There's also an upcoming election on whether to keep the territory an open range or apply for statehood. Cattle ranchers up north want the range and hire Liberty and his men (including Lee Van Cleef and Strother Martin) to make sure the vote goes their way. When Shinbone elects delegates on the matter, four names are tossed into the ring: Tom Doniphon (who declines "Cuz I got other plans. Personal plans."), Ransom Stoddard, Dutton Peabody, and Liberty Valance. Valance only receives three votes and decides to remove Stoddard once and for all: a gunfight between the great gunslinger and the city-bred lawyer who's no good with a gun. And yet, as the Gene Pitney song tells us, "Everyone heard two shots ring out/ The shot made Liberty fall..." Stoddard, arm in a sling, goes to the convention, becomes the state's first governor, then its U.S. Senator. He becomes Ambassador to the Court of St. James, then Senator again. Somewhere in there he marries Hallie.

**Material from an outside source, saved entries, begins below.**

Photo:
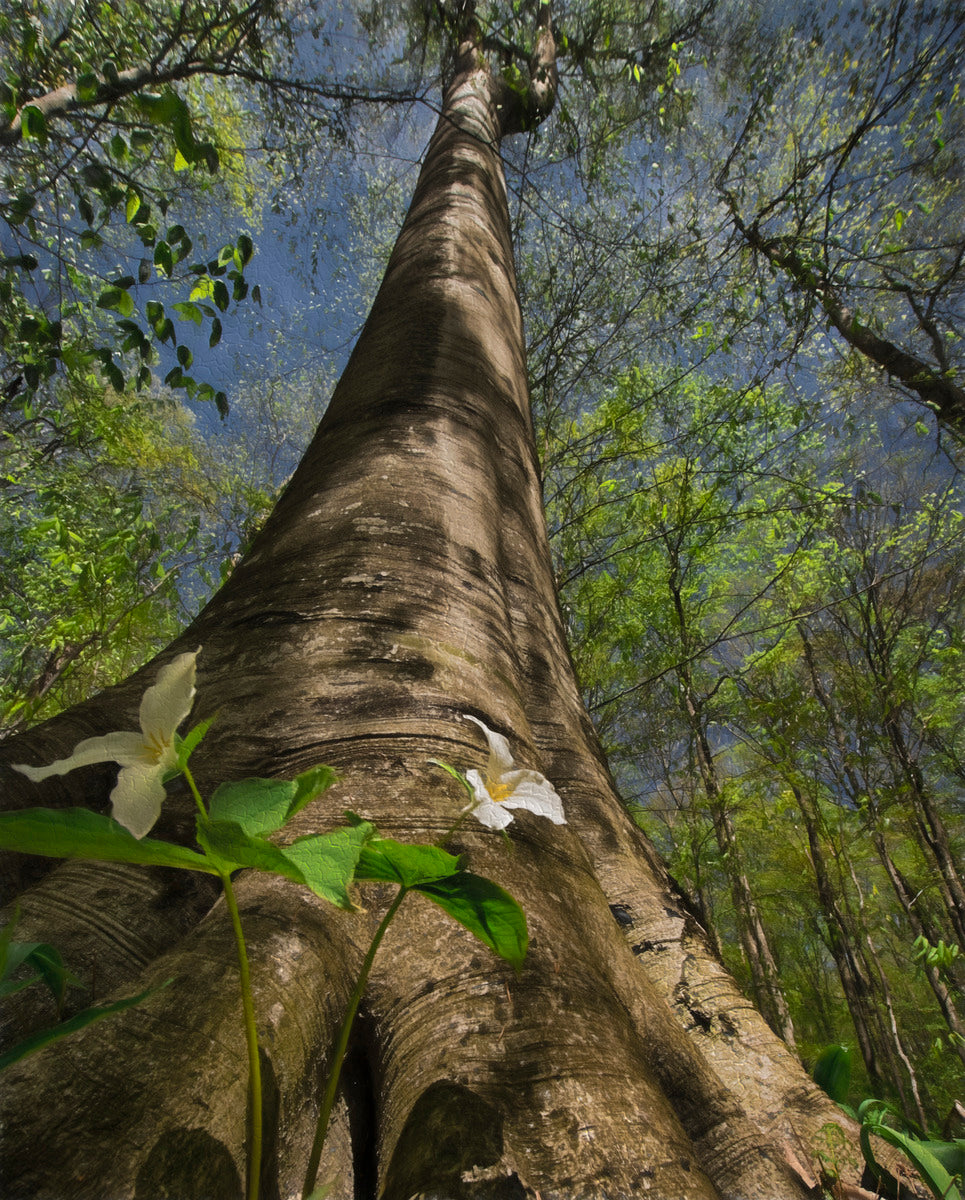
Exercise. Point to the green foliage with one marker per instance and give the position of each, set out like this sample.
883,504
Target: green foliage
42,963
929,1159
832,1072
72,1025
91,175
485,910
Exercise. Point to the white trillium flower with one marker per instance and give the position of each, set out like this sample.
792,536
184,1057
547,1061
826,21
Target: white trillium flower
504,786
144,757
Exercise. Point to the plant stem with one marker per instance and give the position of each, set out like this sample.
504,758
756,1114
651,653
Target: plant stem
251,1038
348,1020
195,791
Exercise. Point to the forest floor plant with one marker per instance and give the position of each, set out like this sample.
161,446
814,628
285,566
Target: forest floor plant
233,833
940,1164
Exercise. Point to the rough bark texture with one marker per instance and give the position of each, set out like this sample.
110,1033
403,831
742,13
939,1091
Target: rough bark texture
405,580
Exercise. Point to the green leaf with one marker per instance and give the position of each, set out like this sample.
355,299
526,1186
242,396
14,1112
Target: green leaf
87,87
87,1017
186,745
189,311
456,774
220,294
231,849
328,861
485,910
411,864
47,964
163,259
832,1072
118,300
34,124
79,833
263,805
939,1181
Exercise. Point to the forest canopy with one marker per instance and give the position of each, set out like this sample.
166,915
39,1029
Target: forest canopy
741,255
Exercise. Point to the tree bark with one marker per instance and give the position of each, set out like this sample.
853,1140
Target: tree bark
402,581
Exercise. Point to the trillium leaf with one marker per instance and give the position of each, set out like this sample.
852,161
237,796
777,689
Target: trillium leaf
185,745
939,1181
231,847
832,1072
263,805
46,964
328,861
87,1017
79,833
399,862
485,910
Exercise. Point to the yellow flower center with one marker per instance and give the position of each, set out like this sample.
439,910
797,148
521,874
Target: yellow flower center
156,747
498,791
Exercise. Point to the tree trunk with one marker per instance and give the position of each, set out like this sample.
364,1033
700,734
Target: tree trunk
403,580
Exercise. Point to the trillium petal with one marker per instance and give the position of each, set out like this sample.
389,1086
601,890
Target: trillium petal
537,795
168,702
138,797
486,811
123,748
501,760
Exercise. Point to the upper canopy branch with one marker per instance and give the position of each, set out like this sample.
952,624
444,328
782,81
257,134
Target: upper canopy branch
522,99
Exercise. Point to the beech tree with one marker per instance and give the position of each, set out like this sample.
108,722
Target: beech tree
402,582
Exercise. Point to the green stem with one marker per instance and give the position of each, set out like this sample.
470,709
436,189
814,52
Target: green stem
251,1038
331,1087
195,791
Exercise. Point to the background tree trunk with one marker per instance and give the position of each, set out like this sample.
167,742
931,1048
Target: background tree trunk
405,580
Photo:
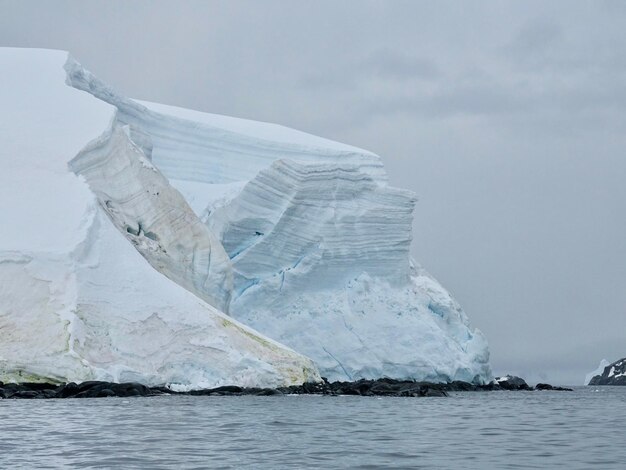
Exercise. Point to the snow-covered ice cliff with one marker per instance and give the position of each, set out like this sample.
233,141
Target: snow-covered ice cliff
77,299
137,227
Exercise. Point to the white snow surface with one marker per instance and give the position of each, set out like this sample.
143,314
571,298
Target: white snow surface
79,299
296,236
603,365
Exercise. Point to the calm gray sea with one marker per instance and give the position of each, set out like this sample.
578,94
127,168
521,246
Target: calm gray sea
581,429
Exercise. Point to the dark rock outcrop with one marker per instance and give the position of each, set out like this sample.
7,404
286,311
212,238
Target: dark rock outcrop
367,388
613,374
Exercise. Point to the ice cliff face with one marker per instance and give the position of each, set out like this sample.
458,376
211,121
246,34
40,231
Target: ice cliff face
78,300
296,236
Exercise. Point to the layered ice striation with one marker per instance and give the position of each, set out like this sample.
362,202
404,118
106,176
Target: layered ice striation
296,236
105,271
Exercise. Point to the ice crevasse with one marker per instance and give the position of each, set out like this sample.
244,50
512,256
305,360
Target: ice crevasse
147,242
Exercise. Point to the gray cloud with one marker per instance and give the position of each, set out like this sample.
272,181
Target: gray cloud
506,118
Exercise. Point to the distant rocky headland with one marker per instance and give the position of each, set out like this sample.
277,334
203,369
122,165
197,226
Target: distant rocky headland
380,387
613,374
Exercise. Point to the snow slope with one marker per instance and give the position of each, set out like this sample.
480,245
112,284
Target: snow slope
317,240
80,297
296,236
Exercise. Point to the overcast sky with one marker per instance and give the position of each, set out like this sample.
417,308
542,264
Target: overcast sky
508,119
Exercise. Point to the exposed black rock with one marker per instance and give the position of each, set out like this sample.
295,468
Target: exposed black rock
552,387
511,382
381,387
613,374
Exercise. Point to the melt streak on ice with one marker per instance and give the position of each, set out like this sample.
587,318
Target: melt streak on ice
139,235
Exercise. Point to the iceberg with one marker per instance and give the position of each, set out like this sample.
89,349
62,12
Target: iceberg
80,298
163,245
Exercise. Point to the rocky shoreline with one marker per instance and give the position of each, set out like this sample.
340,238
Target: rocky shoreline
379,387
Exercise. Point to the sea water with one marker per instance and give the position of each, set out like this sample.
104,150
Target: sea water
581,429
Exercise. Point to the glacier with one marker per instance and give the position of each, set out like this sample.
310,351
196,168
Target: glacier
166,245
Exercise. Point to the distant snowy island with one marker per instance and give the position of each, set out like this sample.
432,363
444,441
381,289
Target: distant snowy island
148,243
608,373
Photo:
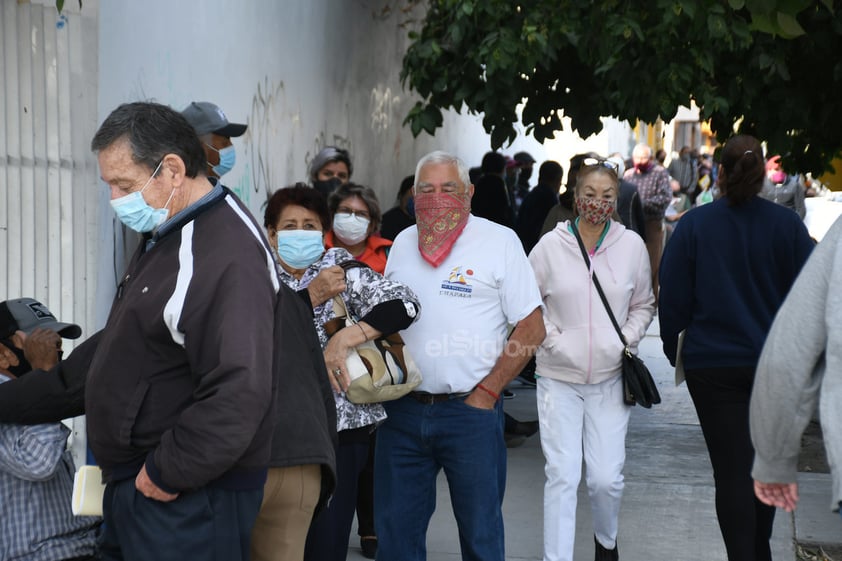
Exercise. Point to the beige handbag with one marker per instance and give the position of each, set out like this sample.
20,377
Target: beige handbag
381,369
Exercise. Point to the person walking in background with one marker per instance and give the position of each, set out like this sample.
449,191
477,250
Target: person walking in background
475,282
296,220
538,203
525,164
402,215
795,373
330,168
355,218
580,388
685,170
491,197
653,186
629,206
215,133
36,469
785,190
179,392
725,273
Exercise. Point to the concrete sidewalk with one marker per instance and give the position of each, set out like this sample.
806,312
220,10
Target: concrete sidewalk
668,503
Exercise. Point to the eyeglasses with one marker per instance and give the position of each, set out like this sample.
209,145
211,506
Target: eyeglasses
355,213
599,162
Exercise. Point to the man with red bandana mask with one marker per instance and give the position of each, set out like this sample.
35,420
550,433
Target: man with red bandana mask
475,282
653,186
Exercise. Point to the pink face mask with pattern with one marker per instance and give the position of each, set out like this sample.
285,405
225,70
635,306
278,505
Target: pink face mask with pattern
596,211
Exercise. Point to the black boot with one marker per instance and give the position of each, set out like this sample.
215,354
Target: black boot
602,554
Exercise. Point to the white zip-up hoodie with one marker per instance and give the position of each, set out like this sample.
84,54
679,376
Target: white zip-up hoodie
582,346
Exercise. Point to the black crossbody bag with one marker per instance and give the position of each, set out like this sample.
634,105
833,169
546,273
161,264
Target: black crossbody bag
638,385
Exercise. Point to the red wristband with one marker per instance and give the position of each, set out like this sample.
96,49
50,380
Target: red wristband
496,396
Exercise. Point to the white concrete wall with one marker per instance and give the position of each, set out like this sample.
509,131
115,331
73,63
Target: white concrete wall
301,74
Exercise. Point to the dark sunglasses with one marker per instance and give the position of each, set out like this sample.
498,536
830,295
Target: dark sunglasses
600,162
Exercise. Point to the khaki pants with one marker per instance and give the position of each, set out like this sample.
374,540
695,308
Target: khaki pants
655,247
289,499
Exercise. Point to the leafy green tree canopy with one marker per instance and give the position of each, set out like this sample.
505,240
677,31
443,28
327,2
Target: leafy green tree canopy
770,68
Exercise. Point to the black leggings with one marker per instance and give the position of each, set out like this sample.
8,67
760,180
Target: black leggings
721,397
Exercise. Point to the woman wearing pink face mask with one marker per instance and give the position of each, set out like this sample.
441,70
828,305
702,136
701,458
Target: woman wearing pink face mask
785,190
580,390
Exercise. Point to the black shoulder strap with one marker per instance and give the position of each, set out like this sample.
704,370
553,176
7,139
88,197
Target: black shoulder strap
598,286
352,264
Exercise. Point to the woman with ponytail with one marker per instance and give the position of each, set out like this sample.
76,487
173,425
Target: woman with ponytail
725,271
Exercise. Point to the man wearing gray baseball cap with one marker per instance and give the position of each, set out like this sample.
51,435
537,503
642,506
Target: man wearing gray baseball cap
215,132
36,470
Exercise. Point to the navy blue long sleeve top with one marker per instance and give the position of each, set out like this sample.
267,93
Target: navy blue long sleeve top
724,274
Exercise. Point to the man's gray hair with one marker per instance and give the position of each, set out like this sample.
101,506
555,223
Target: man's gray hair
441,157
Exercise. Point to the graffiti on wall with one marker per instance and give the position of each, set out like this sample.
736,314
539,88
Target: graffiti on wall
264,145
382,107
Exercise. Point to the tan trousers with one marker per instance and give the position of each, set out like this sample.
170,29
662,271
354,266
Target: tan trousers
655,247
289,499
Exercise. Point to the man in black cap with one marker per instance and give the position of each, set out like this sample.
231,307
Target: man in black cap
215,132
525,163
36,471
44,389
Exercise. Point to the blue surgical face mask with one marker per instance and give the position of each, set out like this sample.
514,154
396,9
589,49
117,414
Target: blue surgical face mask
227,159
135,212
300,248
350,228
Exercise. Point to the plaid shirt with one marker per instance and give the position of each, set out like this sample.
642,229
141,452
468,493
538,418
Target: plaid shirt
36,484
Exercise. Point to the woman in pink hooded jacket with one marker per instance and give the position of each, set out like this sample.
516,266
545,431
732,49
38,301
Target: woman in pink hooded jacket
580,391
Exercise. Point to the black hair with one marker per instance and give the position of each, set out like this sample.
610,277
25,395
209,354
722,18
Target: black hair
743,169
550,172
348,190
153,131
493,162
406,184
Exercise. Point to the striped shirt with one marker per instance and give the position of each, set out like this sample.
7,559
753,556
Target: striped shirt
36,484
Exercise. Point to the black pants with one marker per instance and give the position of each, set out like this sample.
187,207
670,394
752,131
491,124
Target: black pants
721,397
329,532
202,525
365,493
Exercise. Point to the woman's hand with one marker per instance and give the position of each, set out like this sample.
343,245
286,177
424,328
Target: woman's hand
336,354
328,283
780,495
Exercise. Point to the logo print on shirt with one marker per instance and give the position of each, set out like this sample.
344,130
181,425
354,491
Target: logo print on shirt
458,284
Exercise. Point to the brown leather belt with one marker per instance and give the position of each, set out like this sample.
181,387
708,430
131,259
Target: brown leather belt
430,398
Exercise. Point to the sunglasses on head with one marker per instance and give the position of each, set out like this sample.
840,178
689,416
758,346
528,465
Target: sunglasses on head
600,162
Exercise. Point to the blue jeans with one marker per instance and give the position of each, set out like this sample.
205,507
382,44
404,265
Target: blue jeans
413,445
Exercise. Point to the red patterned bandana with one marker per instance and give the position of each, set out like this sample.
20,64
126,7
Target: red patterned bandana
441,217
596,211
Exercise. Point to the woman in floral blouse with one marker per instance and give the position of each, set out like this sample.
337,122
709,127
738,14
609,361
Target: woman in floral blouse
296,220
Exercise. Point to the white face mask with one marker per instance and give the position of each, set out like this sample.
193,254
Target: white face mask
350,228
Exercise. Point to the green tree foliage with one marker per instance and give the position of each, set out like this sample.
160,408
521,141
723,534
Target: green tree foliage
770,68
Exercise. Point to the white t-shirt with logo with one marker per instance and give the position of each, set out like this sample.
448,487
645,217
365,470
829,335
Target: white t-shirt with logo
467,303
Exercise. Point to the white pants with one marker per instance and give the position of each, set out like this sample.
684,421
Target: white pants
581,420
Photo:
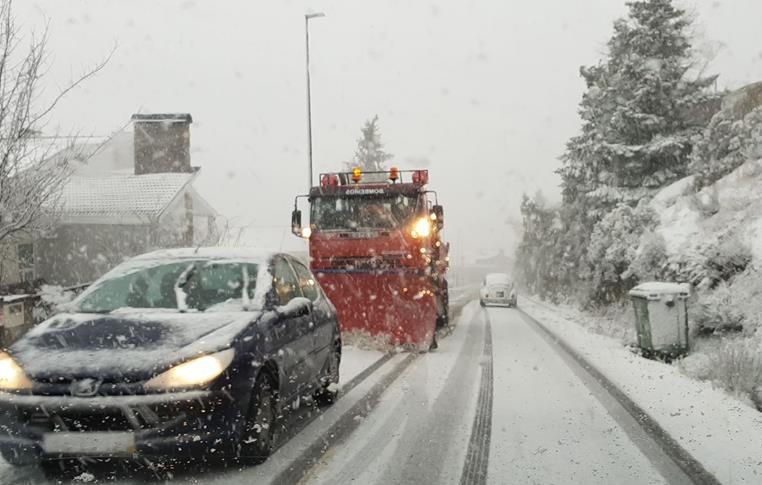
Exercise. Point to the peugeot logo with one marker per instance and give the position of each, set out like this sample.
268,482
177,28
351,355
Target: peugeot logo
85,388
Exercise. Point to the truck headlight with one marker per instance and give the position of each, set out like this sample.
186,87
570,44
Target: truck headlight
193,373
12,377
421,228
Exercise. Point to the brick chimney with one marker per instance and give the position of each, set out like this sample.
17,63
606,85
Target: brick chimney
162,143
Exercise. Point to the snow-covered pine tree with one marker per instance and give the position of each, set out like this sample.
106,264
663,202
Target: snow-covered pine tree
370,155
643,105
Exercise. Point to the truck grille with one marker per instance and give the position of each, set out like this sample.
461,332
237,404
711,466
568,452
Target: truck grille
368,263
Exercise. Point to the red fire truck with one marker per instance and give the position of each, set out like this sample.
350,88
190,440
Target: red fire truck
376,246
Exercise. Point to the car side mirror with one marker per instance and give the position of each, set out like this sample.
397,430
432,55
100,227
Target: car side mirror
296,222
438,212
297,307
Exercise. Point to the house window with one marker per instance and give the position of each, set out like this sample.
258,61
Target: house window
25,254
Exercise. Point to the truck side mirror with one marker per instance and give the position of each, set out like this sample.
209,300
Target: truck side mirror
296,222
438,211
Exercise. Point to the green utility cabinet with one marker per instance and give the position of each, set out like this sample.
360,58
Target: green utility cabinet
661,318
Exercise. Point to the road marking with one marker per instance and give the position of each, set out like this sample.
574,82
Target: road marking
477,455
678,456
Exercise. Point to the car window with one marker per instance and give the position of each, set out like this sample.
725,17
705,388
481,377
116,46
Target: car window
206,284
285,283
306,281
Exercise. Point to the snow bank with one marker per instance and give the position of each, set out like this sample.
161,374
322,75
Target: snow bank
691,222
722,433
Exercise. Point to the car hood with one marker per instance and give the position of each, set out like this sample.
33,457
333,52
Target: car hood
125,346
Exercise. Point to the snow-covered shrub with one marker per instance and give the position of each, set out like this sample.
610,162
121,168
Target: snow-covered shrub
613,248
685,268
717,311
651,258
728,258
726,144
746,296
733,364
707,202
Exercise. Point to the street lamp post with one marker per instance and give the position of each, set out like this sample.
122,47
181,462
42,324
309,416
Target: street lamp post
307,18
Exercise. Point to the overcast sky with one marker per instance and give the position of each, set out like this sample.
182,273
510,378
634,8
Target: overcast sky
482,93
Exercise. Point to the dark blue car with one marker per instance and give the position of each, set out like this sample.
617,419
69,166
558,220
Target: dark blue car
174,353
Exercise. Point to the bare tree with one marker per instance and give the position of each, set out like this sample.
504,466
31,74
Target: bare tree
31,178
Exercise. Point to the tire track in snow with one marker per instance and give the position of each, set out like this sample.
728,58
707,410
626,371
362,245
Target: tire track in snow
679,457
477,455
409,440
341,429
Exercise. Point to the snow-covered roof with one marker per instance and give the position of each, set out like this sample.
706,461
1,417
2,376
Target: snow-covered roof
253,254
497,278
13,298
137,196
656,289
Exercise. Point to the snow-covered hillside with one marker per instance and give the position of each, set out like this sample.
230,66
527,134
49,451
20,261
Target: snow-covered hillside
732,207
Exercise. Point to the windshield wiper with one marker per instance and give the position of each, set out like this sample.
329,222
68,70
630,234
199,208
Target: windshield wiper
182,281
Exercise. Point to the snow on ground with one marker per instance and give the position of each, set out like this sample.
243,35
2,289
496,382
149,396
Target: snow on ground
547,427
722,433
420,429
736,198
354,361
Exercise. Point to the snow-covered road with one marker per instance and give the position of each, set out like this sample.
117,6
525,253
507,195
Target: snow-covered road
499,402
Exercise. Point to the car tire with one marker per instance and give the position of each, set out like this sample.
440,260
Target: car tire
257,441
61,470
19,458
329,384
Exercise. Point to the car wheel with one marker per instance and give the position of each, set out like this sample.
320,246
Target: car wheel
329,385
19,458
58,470
258,438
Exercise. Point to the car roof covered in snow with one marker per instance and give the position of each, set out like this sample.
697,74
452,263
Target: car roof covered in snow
250,254
497,278
655,289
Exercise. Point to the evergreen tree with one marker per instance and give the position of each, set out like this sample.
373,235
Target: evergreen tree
370,155
639,113
642,109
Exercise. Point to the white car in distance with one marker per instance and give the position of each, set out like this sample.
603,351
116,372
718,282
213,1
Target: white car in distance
498,290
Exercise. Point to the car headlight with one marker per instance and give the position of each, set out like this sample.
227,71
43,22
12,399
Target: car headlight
12,377
193,373
421,228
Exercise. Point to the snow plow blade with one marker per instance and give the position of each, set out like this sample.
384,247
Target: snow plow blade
391,309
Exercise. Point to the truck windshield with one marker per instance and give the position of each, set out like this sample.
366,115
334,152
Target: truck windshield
355,213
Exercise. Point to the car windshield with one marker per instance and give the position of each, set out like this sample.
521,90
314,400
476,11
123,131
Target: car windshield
497,279
179,285
355,213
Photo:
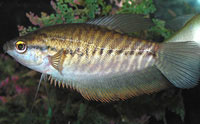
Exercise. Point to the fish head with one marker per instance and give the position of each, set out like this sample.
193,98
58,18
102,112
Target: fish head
26,51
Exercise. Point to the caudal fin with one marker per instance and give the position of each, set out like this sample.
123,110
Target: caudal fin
180,63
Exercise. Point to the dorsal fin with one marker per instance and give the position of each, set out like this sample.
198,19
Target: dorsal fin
124,23
178,22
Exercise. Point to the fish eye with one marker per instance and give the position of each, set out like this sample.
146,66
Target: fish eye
20,46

Of course there's more to the story. At the convention, when Stoddard is morally waffling (he feels guilty for having killed an evil man), Doniphon saunters in, and, in private, tells him the truth: It was Doniphon who killed Liberty Valance, from the side, with a rifle — tossed to him by his ever-faithful Negro sidekick Pompey (Woody Strode). Stoddard's shot missed high and wide.

All of which is very appealing cinematically. It makes the title resound with echoes, like a good gunblast, and the ending — when a railroad man says of the distinguished Senator, "Nothing's too good for the man who shot Liberty Valance!" — feels bittersweet, even tragic, as this great man is still known for something he never did, while the great man who shot Liberty Valance remains unknown.

Yet what of Doniphon's motivation here? He does everything he can to lose Hallie — not acting when he should, acting when it benefits Stoddard — then goes on a binge of drinking and destruction when he feels he's lost her. Not to mention Stoddard's reaction to Doniphon's revelation. He's so overjoyed he didn't kill an evil man he seems willing to take credit for something he never did. In fact, he builds his entire career on it.

It's as if both legendary stars have to have impeccable motivations for their actions; yet these motivations don't fit into the storyline's tight structure.

The movie fails in smaller areas as well. The stock characters, as I've implied, aren't funny. Vera Miles' Hallie starts out as a spitfire but quickly becomes a melancholy dame (she winds up with the wrong man). The editing feels lazy. In one scene, we get a shot from behind as Stewart heads towards a door. Cut to the doorway shot, where Stewart seems to have taken several steps backward.

But the most glaring problem is that the middle is taken up with schtick and history lessons when it should be about expanding upon its main characters. There's a great scene on Doniphon's ranch: Doniphon humiliates Stoddard with paint cans, and, in return, Stoddard belts him, a good wallop, to which Doniphon, on the ground and rubbing his jaw, looks up with confusion and then respect. It's a great Wayne tradition. There should have been more of this.